If Ft. Myers was exposed to Cat4 hurricane winds as you claim, then the entire city would have been scraped off the Earth, and everyone remaining in the damage path would have died.
That is not what happened. You are responsible for your claims, which are proven false by data anyone can access freely.
bwegher said: “SFMR for AF307 says 67 knots at the surface.”
That’s not SFMR. That’s a dropsonde. And it was not targeting Vmax. Here is the dropsonde that drifted into the W and stronger side of the storm. Here is the dropsonde that drifted into the SW and strongest quadrant of the storm. This one failed to report a surface measurement, but it did get a 950 mb measurement of 137 kts. Note that sonde #5 which measured 126 kts at the surface measured a peak of 140 kts in the column. Sonde #12 is the one that failed to report at the surface but did report a peak of 159 kts in the column.
bwegher said: “Your claim of 120+ knots for AF307 is refuted by reading the actual report.”
Patently False.
bwegher said: “GOES16 is not a surface measurement.”
Yes it is. The ADT method measures both pressure and Vmax at the surface.
bwegher said: “The trailing (west) eyewall passed directly over BGCF1”
No it didn’t.
bwegher said: “Your claim that the Saffir-Simson scale is not based on damage is deluded.”

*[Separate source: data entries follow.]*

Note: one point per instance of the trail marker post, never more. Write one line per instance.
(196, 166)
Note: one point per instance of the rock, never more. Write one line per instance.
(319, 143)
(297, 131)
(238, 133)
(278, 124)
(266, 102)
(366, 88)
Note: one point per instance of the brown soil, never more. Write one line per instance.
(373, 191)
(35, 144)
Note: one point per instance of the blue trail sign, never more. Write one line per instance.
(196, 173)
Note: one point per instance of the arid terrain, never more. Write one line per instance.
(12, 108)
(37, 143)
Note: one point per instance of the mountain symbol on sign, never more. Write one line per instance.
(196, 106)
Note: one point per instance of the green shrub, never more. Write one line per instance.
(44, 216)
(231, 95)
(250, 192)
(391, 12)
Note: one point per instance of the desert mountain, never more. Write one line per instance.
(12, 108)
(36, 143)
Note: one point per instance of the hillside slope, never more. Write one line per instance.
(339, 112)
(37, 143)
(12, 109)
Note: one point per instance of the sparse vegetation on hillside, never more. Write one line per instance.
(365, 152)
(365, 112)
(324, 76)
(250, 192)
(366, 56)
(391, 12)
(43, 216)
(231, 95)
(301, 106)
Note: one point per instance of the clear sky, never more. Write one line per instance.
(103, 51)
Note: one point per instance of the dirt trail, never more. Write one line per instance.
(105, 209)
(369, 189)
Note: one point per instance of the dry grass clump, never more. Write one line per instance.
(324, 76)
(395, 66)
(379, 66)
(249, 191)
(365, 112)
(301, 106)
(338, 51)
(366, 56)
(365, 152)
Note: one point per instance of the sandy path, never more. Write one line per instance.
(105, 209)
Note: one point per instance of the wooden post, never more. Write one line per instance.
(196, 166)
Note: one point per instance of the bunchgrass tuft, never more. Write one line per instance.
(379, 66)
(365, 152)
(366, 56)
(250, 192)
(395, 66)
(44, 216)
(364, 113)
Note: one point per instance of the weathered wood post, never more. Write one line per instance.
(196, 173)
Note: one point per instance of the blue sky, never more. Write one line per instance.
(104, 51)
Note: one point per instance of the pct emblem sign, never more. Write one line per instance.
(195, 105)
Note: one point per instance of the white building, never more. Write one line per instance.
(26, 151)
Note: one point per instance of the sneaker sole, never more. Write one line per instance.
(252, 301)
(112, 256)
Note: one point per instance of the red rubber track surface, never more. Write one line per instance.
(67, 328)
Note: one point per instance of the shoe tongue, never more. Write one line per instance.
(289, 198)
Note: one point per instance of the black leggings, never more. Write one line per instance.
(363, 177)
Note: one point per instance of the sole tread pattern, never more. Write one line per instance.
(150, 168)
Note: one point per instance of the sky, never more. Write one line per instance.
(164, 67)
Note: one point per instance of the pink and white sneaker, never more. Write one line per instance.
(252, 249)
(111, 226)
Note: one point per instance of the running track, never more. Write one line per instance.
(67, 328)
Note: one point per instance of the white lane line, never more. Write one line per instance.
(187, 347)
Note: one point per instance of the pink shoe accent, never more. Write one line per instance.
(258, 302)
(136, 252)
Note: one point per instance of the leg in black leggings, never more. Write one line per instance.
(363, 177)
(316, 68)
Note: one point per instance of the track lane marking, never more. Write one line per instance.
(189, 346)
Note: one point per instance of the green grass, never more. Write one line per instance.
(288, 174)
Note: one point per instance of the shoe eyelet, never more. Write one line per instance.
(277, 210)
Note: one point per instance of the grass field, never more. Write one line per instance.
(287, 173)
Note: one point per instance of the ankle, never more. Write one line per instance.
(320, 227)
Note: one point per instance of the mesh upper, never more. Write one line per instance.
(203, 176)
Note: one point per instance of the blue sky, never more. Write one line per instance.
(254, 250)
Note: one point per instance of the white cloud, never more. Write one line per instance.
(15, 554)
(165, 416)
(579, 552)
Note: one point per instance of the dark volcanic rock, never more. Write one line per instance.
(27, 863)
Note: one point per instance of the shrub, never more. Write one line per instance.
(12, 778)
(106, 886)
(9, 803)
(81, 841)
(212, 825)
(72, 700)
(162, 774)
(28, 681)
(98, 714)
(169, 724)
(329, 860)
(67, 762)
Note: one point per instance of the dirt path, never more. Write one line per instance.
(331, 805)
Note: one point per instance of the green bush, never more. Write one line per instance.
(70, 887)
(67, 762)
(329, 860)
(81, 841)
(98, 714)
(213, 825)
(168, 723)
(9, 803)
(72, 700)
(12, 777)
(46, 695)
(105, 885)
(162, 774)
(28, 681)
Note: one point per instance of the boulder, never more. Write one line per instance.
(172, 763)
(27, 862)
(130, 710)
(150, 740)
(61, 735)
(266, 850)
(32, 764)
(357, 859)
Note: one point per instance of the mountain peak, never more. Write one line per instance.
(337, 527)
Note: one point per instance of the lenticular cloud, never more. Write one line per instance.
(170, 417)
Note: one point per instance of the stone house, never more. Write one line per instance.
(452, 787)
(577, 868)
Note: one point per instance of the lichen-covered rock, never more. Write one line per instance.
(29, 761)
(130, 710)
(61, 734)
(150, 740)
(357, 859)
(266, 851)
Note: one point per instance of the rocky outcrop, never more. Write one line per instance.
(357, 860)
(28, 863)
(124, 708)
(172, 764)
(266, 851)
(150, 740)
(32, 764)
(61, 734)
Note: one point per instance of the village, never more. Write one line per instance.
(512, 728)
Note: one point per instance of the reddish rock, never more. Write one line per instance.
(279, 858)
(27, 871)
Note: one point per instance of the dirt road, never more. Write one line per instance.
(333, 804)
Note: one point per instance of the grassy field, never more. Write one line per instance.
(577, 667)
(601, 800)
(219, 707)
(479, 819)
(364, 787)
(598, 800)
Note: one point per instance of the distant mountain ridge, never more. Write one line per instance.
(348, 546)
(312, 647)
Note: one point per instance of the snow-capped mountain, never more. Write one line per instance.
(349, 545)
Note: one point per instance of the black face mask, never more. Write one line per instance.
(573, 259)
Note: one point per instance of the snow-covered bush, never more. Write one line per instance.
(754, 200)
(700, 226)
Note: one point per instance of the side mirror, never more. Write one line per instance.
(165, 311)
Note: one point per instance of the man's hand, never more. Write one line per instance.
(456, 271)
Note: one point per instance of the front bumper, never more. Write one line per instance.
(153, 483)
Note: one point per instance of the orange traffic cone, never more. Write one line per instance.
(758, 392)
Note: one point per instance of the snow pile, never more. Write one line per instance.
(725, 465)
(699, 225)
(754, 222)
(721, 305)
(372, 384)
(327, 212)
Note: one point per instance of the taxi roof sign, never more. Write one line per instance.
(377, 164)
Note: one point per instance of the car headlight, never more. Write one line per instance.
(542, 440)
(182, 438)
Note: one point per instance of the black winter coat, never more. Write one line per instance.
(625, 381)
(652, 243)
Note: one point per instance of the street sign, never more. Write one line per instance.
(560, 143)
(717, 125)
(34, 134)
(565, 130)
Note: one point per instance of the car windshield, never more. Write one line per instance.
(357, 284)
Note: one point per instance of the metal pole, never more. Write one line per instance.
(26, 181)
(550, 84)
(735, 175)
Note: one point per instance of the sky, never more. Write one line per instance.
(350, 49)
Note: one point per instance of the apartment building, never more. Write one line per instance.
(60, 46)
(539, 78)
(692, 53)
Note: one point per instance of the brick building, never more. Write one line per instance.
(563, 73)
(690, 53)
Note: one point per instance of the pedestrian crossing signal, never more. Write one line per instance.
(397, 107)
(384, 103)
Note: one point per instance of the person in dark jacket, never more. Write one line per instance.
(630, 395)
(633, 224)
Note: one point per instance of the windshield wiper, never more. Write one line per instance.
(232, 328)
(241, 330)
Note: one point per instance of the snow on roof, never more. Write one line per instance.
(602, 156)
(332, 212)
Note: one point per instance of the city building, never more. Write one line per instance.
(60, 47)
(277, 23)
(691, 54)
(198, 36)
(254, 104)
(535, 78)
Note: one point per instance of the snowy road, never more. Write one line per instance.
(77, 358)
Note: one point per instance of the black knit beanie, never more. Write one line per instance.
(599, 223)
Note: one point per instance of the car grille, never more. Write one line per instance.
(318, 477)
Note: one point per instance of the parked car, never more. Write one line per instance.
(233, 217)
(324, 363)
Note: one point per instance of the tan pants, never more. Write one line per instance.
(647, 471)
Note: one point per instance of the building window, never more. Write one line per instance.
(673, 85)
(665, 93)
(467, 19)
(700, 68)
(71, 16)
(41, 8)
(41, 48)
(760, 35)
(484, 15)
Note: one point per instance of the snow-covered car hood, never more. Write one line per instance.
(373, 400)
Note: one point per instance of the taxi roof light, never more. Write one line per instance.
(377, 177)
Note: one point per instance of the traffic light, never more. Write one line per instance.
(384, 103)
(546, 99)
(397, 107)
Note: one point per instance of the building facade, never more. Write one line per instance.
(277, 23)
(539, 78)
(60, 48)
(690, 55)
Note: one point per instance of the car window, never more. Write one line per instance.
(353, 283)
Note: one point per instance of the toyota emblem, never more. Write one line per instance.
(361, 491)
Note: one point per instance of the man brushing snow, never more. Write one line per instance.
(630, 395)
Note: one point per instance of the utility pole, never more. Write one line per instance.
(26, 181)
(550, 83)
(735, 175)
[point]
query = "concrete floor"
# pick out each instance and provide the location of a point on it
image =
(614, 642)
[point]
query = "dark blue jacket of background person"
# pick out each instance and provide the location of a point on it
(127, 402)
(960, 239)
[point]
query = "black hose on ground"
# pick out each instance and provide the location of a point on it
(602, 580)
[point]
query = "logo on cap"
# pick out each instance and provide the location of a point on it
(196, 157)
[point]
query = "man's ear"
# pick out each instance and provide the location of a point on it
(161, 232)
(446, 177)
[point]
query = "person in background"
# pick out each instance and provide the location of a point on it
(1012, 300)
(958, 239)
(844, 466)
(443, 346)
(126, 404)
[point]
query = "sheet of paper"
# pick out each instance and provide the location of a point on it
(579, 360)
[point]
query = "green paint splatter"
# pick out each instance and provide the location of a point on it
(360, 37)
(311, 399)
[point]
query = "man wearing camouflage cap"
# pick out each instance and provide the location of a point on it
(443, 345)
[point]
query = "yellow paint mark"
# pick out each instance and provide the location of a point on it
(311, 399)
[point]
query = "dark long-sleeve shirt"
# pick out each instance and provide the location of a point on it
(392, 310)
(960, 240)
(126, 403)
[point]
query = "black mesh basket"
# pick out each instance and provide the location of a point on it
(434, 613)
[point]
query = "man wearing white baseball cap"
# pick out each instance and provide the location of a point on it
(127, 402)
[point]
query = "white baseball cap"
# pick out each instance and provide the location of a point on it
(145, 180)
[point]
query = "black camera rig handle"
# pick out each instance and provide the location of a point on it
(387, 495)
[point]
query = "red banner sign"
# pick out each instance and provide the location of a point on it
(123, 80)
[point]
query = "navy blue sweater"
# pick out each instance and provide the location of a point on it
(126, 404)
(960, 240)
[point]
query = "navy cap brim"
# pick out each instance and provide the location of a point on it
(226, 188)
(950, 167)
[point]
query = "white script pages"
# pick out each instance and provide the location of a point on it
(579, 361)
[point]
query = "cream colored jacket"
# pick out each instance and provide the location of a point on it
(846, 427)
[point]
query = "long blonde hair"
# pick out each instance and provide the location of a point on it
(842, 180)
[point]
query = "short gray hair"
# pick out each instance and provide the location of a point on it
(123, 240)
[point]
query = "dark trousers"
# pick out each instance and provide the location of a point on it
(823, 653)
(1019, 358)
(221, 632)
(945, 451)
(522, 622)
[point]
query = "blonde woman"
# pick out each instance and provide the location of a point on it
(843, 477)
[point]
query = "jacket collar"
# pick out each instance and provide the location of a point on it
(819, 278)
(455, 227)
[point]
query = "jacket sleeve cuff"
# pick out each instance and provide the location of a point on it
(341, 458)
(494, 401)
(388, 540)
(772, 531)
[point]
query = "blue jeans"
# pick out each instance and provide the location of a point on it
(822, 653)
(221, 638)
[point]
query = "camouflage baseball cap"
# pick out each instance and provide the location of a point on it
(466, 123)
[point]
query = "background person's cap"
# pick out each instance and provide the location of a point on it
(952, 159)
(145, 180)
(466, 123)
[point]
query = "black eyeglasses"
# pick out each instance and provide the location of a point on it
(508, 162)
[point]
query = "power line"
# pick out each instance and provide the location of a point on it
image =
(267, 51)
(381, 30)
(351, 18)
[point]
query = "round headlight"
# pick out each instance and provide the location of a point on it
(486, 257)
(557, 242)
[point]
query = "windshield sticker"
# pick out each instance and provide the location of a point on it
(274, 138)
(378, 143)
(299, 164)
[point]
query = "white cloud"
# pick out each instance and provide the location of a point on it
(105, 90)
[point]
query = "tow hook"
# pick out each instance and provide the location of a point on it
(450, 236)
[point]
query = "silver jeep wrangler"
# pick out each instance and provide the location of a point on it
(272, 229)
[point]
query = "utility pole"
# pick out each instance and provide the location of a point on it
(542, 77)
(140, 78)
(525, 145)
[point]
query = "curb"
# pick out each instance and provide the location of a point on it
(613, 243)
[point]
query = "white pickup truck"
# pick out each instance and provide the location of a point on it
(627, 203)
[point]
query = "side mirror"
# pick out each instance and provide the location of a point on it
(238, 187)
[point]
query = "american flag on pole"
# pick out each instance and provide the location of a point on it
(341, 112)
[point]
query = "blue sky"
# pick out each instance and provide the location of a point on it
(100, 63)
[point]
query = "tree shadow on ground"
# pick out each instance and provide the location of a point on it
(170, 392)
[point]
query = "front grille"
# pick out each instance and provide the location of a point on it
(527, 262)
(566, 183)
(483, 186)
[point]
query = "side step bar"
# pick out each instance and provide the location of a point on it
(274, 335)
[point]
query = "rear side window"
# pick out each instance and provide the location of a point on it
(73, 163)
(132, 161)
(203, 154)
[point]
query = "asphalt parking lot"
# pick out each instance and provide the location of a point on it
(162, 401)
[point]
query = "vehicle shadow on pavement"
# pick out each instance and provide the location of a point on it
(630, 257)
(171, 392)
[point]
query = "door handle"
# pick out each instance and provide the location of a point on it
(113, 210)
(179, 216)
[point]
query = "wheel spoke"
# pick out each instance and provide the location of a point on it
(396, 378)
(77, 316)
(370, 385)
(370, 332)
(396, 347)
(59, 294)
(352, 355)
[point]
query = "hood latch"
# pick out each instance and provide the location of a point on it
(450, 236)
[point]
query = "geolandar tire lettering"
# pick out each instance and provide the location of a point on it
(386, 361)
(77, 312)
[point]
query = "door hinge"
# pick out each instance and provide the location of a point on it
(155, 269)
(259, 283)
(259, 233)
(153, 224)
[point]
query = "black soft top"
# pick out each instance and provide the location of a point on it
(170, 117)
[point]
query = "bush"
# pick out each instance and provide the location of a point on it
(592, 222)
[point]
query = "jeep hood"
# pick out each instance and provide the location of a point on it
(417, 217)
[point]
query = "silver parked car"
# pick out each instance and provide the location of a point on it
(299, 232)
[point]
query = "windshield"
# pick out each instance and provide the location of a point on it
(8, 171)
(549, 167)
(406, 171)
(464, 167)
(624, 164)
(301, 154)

Patently False. The Saffir-Simpson scale is based on sustained wind speed; not damage. Think about it. If a tropical cyclone out in the middle of the Atlantic had a Vmax of 180 mph and was causing zero damage anywhere would you seriously claim it wasn’t even a hurricane?
bwegher said: “Wind causes surface damage. The surface damage shows the force of the wind causing the damage. More wind produces more damage.”
Wind no matter how fast does not damage the ocean.
bwegher said: “Your claim that the Ft. Myers station was not at Vmax is rediculous”
Do you really think Ft. Myers is located at 26.72N 82.62W? Really?
bwegher said: “If Ft. Myers was exposed to Cat4 hurricane winds as you claim”
I did no such thing. In fact, I’ve submitted dozens of posts on this topic saying otherwise. I’ll repeat…again…and again…and as many times as necessary for it sink in. Ft Myers and Vmax were not colocated. Do you understand that? Yes or No?
bwegher said: “You are responsible for your claims”
Absolutely. And I stand by my statements. Do you still stand by
your claims and take responsibility for them?
Something I just noticed…sonde #12 is the one that did not report a surface wind measurement. However, it reported the pressure at the surface of 953mb in the SW quadrant of the eyewall. It also reported the wind speed at 952mb (only 1mb off the surface) of 137 kts. According to the sonde data that is about 20 meters off the surface. In other words, pretty close. It also did a quarter lap around the cyclone so it really got entrained into the eyewall. That confirms the NHC wind speed at time of landfall of 135 kts.